It couldn’t be easier to make your own homemade labneh. Delicious and perfect for feeding a crowd.


Ingredients

Lemon Labneh

1 kg double cream plain yoghurt
juice and zest of 1 small lemon
1 tsp (5 ml) salt
a piece of cheesecloth

Tomatoes, Pine Nuts & Pitas

olive oil
500 g mixed baby tomatoes
50 g pine nuts, lightly toasted
1 pack of pita bread, sliced into triangles
sea salt and freshly ground pepper

lemon zest (optional)
handful of baby leaves/microherbs of your choice for garnish

additional olive oil for serving


Instructions

Lemon Labneh

Scoop the yoghurt into a large mixing bowl then add the lemon juice, zest and salt and stir well to combine.

Double the cheesecloth over and lay it into a large fine-mesh sieve set over a large bowl.

Scoop the yoghurt into the cheesecloth-lined sieve and cover with the corners of the cheesecloth.

Place the yoghurt into the fridge and leave to drain for 24 hours. After 24 hours the whey will have separated into the bowl below and you will be left with a thick, cream cheese-like consistency.

Scoop the labneh out of the cheesecloth, taste and adjust the seasoning and then transfer into a large airtight container and store in the fridge.

Tomatoes, Pine Nuts & Pitas

Preheat the oven to 200 ºC.

Place the tomatoes on a non-stick baking tray and drizzle with a generous amount of olive oil and season with salt and pepper.

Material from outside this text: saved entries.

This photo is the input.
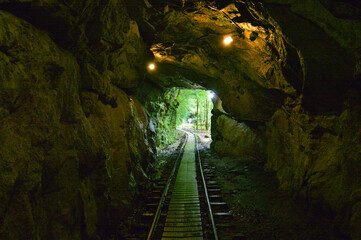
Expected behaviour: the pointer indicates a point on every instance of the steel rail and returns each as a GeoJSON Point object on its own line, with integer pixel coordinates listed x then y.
{"type": "Point", "coordinates": [165, 192]}
{"type": "Point", "coordinates": [209, 207]}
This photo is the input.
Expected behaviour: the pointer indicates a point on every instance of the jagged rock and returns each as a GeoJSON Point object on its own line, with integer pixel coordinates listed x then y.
{"type": "Point", "coordinates": [67, 158]}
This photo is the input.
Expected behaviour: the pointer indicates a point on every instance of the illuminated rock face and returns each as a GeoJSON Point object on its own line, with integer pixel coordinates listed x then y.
{"type": "Point", "coordinates": [75, 148]}
{"type": "Point", "coordinates": [75, 143]}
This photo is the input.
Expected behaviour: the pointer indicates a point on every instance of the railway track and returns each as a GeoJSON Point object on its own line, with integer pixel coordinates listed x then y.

Roast the tomatoes for 30 minutes until they are soft and are starting to colour. Remove the tomatoes from the oven and turn the setting to grill.

Split the pita pocket triangles into two single pieces each.

Place the pita bread triangles into the oven on a baking tray, drizzle with olive oil and season with salt and pepper. Grill until golden brown and crisp.

While the tomatoes roast, toast the pine nuts in a dry frying pan over medium heat. Stir and shake the pine nuts during the toasting process to ensure an even toast.

To Serve

Pile the labneh onto a serving platter, drizzle with a good glug of olive oil and then heap the tomatoes on top. Season with a crack of black pepper and a sprinkle of sea salt; if you have a lemon handy, add a sprinkle of zest. Scatter the toasted pine nuts over the top and serve with the toasted pitas.


Notes

To serve a bigger crowd, you can easily double this recipe.